I was learning using shared memory to optimize cuda code. I followed most of the implementations from Nvidia materials. But I found that my device code is never executed. Anyone could help me figure out why? Did I miss something?
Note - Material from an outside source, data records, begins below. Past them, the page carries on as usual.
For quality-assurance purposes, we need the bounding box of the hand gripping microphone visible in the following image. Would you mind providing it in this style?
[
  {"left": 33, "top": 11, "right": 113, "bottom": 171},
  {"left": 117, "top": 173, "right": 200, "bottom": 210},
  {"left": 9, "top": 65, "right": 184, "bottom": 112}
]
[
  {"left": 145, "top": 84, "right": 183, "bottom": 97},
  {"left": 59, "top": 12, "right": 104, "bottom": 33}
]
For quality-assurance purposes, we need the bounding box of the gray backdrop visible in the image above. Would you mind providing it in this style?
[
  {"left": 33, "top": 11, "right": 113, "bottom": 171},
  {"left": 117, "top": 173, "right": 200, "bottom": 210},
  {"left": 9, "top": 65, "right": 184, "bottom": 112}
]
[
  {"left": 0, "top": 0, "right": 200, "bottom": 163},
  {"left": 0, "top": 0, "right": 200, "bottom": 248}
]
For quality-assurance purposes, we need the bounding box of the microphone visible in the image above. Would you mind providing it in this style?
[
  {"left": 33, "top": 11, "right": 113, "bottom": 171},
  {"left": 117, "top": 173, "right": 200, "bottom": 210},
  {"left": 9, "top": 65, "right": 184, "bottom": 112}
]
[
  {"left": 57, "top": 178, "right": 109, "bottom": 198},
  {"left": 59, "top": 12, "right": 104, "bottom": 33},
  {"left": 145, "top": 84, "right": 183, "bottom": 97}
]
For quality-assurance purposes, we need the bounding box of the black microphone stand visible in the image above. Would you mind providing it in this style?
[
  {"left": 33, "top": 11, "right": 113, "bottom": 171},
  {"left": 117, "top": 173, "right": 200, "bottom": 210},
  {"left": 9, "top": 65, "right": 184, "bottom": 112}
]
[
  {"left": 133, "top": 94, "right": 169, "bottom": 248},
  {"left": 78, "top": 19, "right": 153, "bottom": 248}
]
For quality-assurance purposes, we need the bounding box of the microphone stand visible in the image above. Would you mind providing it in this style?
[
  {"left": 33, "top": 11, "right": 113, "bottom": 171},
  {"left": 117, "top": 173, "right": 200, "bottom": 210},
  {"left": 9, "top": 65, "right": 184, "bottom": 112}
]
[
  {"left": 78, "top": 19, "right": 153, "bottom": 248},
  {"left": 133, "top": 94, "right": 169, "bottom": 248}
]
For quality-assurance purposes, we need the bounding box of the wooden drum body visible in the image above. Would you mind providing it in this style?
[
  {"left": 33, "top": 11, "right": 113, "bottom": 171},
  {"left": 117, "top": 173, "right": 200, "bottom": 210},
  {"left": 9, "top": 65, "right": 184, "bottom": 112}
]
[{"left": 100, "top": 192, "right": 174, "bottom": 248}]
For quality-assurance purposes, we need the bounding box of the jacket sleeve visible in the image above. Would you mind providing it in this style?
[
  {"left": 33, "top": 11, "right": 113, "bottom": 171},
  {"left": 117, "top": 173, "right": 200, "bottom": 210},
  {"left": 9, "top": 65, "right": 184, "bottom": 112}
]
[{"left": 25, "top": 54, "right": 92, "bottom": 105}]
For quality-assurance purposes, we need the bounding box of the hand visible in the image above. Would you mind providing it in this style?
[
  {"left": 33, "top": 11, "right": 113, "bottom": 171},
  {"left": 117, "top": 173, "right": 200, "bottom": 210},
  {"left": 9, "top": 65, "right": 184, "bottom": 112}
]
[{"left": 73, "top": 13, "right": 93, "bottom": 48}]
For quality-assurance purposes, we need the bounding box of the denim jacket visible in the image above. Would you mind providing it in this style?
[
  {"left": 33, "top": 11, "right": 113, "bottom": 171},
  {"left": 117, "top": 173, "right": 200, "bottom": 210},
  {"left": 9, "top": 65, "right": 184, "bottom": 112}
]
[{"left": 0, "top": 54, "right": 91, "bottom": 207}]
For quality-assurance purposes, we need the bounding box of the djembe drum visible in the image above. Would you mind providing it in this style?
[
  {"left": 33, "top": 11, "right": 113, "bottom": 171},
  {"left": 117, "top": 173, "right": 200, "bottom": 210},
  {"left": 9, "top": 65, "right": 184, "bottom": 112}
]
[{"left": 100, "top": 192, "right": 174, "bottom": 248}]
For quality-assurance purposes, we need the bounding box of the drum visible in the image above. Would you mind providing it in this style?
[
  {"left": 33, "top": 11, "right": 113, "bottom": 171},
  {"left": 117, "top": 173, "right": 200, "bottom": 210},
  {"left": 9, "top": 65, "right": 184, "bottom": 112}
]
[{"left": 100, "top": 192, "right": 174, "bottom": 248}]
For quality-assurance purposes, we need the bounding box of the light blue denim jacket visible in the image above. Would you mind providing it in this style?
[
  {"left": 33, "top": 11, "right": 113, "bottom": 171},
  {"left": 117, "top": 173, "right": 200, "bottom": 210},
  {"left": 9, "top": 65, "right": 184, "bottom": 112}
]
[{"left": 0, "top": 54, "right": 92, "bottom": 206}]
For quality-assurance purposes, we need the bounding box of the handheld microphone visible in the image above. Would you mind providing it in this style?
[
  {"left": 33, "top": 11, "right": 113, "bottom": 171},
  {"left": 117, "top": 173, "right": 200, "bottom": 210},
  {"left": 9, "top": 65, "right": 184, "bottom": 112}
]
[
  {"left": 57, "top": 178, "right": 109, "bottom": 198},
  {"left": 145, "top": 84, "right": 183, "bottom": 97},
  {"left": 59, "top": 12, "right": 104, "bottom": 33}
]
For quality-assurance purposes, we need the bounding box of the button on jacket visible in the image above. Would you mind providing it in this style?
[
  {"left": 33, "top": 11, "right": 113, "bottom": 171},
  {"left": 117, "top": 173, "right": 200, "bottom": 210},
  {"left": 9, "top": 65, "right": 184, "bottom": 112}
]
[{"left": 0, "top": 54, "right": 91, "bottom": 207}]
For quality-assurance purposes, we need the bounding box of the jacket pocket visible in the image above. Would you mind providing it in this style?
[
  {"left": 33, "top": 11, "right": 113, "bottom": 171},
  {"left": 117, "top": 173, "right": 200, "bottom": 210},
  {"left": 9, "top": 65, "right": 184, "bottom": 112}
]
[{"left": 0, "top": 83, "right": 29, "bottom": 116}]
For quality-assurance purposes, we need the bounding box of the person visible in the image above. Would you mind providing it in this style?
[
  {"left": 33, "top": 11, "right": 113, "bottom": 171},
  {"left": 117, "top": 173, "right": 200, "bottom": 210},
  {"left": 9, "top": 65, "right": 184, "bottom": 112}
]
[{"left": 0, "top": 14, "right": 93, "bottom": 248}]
Thanks.
#include <stdio.h>
#include <cuda_runtime.h>
#include <chrono>
#define BLOCKSIZE 16
typedef struct {
    int height;
    int width;
    int stride;
    float *element;
} Matrix;
void initData(float *p, int size){
    for (int t=0; t<size; t++){
        p[t] = (float)(rand()&0xffff)/1000.0f;
    }
}
__device__ float getElement(Matrix a, int row, int col)
{
    return a.element[row*a.stride+col];
}
__device__ Matrix getSubM(Matrix a, int row, int col)
{
    Matrix res;
    res.height = BLOCKSIZE;
    res.width = BLOCKSIZE;
    res.stride = a.width;
    res.element = &a.element[row*BLOCKSIZE*a.stride+col*BLOCKSIZE];
    return res;
}
__device__ void setElement(Matrix a, int row, int col, float val)
{
    a.element[row*a.stride+col] = val;
}
__global__ void shmMM(Matrix a, Matrix b, Matrix c)
{
    int blockRow = blockDim.y;
    int blockCol = blockDim.x;
    Matrix Csub = getSubM(c, blockRow, blockCol);
    int row = threadIdx.y;
    int col = threadIdx.x;
    float tmp = 0;
    for (int i=0; i < a.width/BLOCKSIZE; i++)
    {   
        Matrix a_sub = getSubM(a, blockRow, i);
        Matrix b_sub = getSubM(b, i, blockCol);
        __shared__ float A[BLOCKSIZE][BLOCKSIZE];
        __shared__ float B[BLOCKSIZE][BLOCKSIZE];
        A[row][col] = getElement(a, row, col);
        B[row][col] = getElement(b, row, col); 
        __syncthreads();
        for (int e = 0; e < BLOCKSIZE; e++)
        {
            tmp += A[row][e]*B[e][col];
        }
        __syncthreads();
    }
    //printf("debug: %f.\n", tmp);
    setElement(Csub, row, col, tmp);
}
int main()
{
    Matrix a, b, c;
    int size = 1<<12;
    a.height = a.width = size;
    b.height = b.width = size;
    c.height = c.width = size;
    a.stride = a.width;
    b.stride = b.width;
    c.stride = c.width;
    float *a_h, *b_h, *c_h;
    cudaMallocHost((float**)&a_h, a.height*a.width*sizeof(float));
    cudaMallocHost((float**)&b_h, b.height*b.width*sizeof(float));
    initData(a_h, a.height*a.width);
    initData(b_h, b.height*b.width);
    c_h = (float*)malloc(c.height*c.width*sizeof(float));
    float *a_d, *b_d, *c_d;
    cudaMalloc((float**)&a.element, a.height*a.width*sizeof(float));
    cudaMalloc((float**)&b.element, b.height*b.width*sizeof(float));
    cudaMalloc((float**)&c.element, c.height*c.width*sizeof(float));
    cudaMemcpy(a.element, a_h, a.height*a.width*sizeof(float), cudaMemcpyHostToDevice);
    cudaMemcpy(b.element, b_h, b.height*b.width*sizeof(float), cudaMemcpyHostToDevice);
    dim3 block(BLOCKSIZE, BLOCKSIZE);
    dim3 grid((b.width-1)/block.x+1, (a.height-1)/block.y+1);
    //naiveMM<<<block, grid>>>(a, b, c);
    shmMM<<<block, grid>>>(a, b, c);
    cudaMemcpy(c_h, c.element, c.height*c.width*sizeof(float), cudaMemcpyDeviceToHost);
    cudaDeviceSynchronize();
    cudaFree(a_h);
    cudaFree(b_h);
    free(c_h);
    cudaFree(a.element);
    cudaFree(b.element);
    cudaFree(c.element);
    return 0;
}
I couldn't figure it out since there is no reported compiling error and runtime error.